With regard to tax systems–inequality nexus, Okner (Citation1975) is one of the early studies that started the comparison between government transfers and tax systems with respect to their ability in efficiently redistributing income. While the study acknowledged that progressive taxes redistribute income, it also commends the superiority of government transfers in income distribution. Engel et al. (Citation1999) also focused on Chile and employed data at the household level to estimate the distributional impact of variations in the tax structure on income distribution. Their study revealed that, indeed, taxes are poor in redistributing income. The study advocates for the use of expenditure targeting approach for different income groups. Following from this study, Chu et al. (Citation2000) analyzed the distribution of income in transitioning and developing countries. The study affirmed their findings that developing countries have not been able to use tax systems and transfer policies to solve inequality problems. Relying on panel data from 2000 to 2001, and fixed and random effects models, Obadic et al. (Citation2014) studied the impact of taxes on income inequality. The authors revealed that social contributions and labour taxes reduce inequality but consumption taxes have no influence in inequality reduction. Swistak et al. (Citation2015) found that indirect taxes such as VAT are regressive in Poland. The study further revealed that an attempt to promote progressivity through reduction in VAT rates was ineffective. The cost of such an exercise outweighs the small gains made. The authors recommended a broader base VAT and a more progressive income tax for redistribution.

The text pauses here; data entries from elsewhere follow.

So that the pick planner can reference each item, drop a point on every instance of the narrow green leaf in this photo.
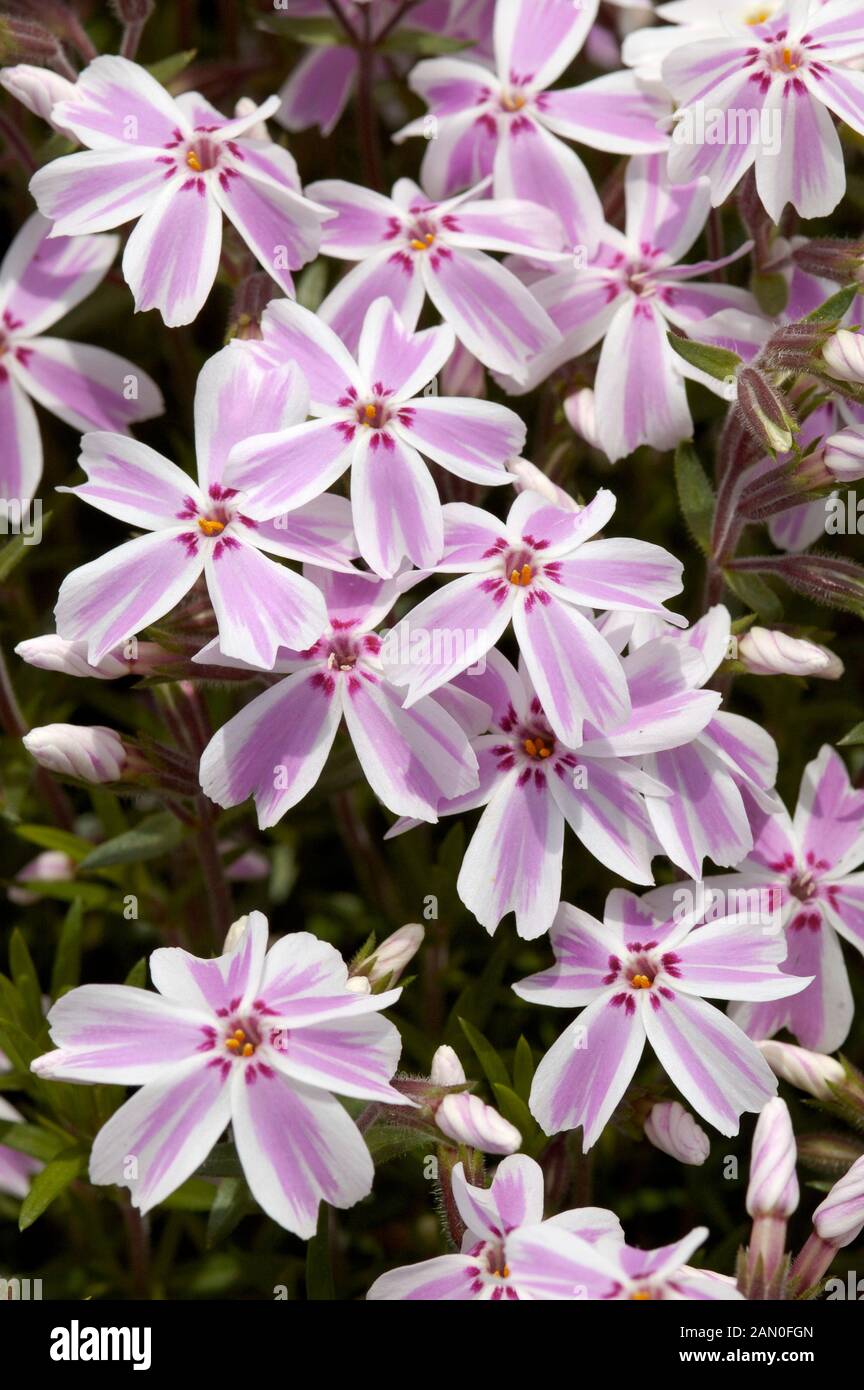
(65, 973)
(153, 837)
(716, 362)
(50, 1183)
(695, 495)
(318, 1264)
(489, 1059)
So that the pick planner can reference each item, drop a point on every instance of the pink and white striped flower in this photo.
(509, 123)
(260, 1040)
(532, 784)
(371, 417)
(804, 863)
(786, 78)
(277, 747)
(610, 1271)
(40, 280)
(202, 527)
(499, 1221)
(645, 979)
(542, 570)
(409, 246)
(628, 295)
(174, 166)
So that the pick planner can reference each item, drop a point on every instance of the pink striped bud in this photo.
(768, 652)
(674, 1132)
(466, 1119)
(811, 1072)
(95, 754)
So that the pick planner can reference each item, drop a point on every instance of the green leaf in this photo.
(771, 292)
(171, 67)
(229, 1207)
(65, 973)
(15, 549)
(756, 594)
(522, 1068)
(489, 1059)
(152, 837)
(716, 362)
(695, 495)
(834, 307)
(47, 837)
(50, 1183)
(318, 1264)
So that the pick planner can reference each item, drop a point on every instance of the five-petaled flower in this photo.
(260, 1040)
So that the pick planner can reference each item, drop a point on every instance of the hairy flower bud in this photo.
(38, 89)
(767, 652)
(811, 1072)
(773, 1189)
(446, 1068)
(674, 1130)
(843, 355)
(466, 1119)
(95, 754)
(839, 1219)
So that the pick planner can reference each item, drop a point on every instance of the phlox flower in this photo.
(40, 280)
(532, 784)
(321, 85)
(539, 569)
(803, 866)
(720, 783)
(371, 417)
(611, 1271)
(409, 246)
(277, 747)
(788, 77)
(260, 1040)
(202, 528)
(174, 166)
(628, 296)
(511, 124)
(638, 976)
(500, 1221)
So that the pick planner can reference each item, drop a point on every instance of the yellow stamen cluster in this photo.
(536, 748)
(522, 576)
(239, 1045)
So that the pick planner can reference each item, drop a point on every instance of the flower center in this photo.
(203, 154)
(242, 1039)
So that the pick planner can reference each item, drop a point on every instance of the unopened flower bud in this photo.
(56, 653)
(773, 1189)
(50, 866)
(839, 1219)
(581, 410)
(95, 754)
(395, 952)
(811, 1072)
(529, 478)
(845, 455)
(446, 1068)
(466, 1119)
(767, 652)
(843, 355)
(38, 89)
(674, 1132)
(764, 412)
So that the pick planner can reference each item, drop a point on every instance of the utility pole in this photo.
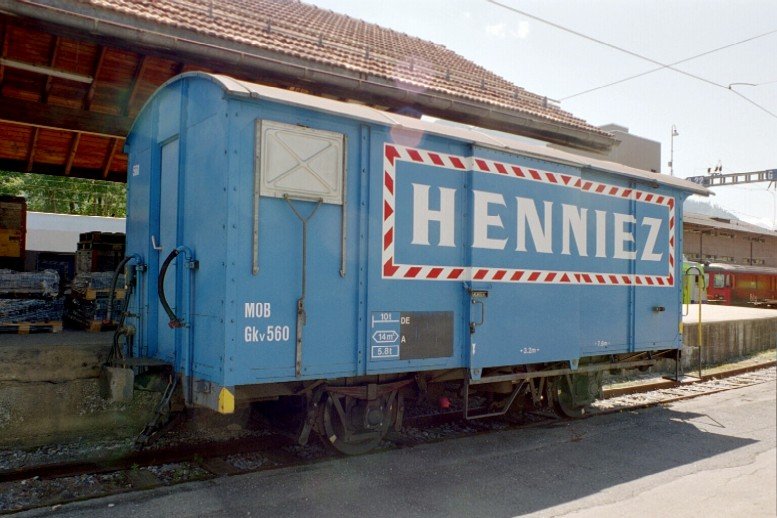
(671, 149)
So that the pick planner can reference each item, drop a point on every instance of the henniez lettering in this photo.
(532, 228)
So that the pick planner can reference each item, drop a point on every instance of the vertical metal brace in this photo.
(344, 208)
(301, 316)
(257, 183)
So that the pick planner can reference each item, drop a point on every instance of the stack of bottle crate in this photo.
(13, 230)
(30, 302)
(99, 251)
(97, 256)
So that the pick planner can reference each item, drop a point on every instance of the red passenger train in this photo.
(741, 285)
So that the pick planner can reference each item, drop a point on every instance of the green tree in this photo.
(60, 195)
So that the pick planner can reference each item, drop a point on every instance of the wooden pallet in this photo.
(96, 326)
(26, 328)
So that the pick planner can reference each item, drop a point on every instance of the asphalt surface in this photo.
(709, 456)
(719, 313)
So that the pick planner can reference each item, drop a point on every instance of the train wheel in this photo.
(571, 394)
(354, 426)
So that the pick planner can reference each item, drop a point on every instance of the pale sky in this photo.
(714, 124)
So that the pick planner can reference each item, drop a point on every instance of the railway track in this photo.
(266, 451)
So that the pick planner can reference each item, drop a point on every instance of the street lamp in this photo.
(671, 149)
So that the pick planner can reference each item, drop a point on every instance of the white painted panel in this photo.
(59, 232)
(300, 162)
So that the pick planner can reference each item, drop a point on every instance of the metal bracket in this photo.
(301, 314)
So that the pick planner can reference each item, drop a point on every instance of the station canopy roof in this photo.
(74, 73)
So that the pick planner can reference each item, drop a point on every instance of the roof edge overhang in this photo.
(243, 89)
(82, 20)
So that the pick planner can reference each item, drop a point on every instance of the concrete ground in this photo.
(716, 313)
(710, 456)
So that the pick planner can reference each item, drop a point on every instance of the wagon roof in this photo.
(243, 89)
(739, 268)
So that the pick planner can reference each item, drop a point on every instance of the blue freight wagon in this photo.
(285, 245)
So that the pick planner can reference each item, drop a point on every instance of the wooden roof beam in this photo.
(4, 50)
(113, 147)
(133, 88)
(61, 118)
(44, 97)
(72, 154)
(98, 63)
(31, 152)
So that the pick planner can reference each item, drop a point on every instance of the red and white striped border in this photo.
(392, 270)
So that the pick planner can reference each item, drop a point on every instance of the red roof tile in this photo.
(310, 33)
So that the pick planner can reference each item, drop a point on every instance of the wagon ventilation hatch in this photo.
(299, 162)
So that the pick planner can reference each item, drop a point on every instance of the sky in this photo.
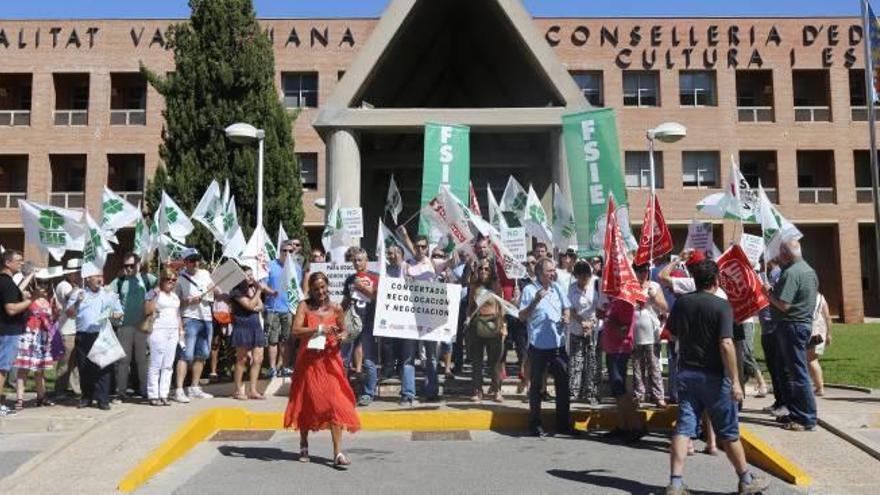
(114, 9)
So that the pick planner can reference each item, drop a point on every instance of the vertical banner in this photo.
(447, 161)
(593, 156)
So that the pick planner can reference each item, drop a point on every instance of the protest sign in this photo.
(417, 310)
(741, 284)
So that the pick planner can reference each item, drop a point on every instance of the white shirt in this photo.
(186, 289)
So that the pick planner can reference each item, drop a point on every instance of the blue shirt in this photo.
(94, 310)
(545, 327)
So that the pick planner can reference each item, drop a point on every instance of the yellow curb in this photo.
(205, 424)
(770, 460)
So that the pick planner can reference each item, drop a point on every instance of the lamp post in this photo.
(243, 134)
(667, 132)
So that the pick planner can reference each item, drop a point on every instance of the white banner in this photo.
(417, 310)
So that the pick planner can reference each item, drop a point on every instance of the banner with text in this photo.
(417, 310)
(447, 160)
(593, 156)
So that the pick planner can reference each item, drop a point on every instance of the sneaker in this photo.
(181, 397)
(759, 484)
(198, 393)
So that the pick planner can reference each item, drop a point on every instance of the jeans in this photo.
(801, 401)
(557, 361)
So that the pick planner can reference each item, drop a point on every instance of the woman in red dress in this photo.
(320, 396)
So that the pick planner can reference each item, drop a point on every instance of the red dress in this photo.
(320, 394)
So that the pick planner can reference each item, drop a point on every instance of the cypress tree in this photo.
(225, 73)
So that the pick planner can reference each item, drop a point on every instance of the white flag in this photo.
(564, 235)
(55, 230)
(116, 213)
(393, 202)
(172, 219)
(535, 219)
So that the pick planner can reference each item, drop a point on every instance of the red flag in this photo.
(618, 278)
(656, 229)
(740, 283)
(474, 205)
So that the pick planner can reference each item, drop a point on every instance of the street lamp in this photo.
(242, 133)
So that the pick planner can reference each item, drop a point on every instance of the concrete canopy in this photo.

The last strand focused on studies that jointly examined tax systems on both inequality and poverty. A notable example is the study by Lustig et al. (,Citation2016). The authors investigate how income distribution and poverty reduction has been achieved through social spending, subsidies, and taxes using the standard fiscal incidence analysis in five Latin American countries (Argentina, Brazil, Bolivia, Peru, and Uruguay). Comparatively, the findings revealed that direct taxes and cash transfers reduce poverty and inequality significantly in Argentina, Brazil, and Uruguay, but trivially in Bolivia, Mexico, and Peru. Also, in Kenya, Maina (Citation2017) examined the effect of low consumption taxes on income distribution (poverty and inequality) using ordinary least square (OLS) model. The study revealed that consumption taxes are regressive in Kenya. It also established a positive relationship between consumption taxes and GDP per capita.

The current study differs from the prevailing literature on many respects. First, we assume a nonlinear effect of tax systems on poverty and inequality. This is lacking in the extant literature. Second, we move beyond the normal non-linear treatment and test whether the relationships are asymmetric or not. Third, we relied on both income and non-income measures of poverty. Finally, we deepen our understanding by decomposing tax into direct and indirect, and also, consider the total tax effect. This should bring to fore deeper insight into the relationship.

4. Data and methodology

4.1. Data source and definition of variables

The study utilizes time-series data from 1983 to 2016 which were gleaned from various sources. Data on poverty incidence, poverty gap, GDP per capita, agriculture sector growth, Gini index, and inflation were collected from the World Development Indicators (WDI) of the World Bank. We also obtained data on tax system indicators (direct, indirect, and total taxes) from the International Center for Tax and Development’s (ICTD) government revenue database. Data on Historical Human Development Index (HHDI), total government expenditure, and minimum wage were sourced from Our World in Data (Global Change Data Lab), Ministry of Finance (Ghana), and Wage Indicator Network database, respectively. Cocoa and gold prices were taken from the database of the Bank of Ghana.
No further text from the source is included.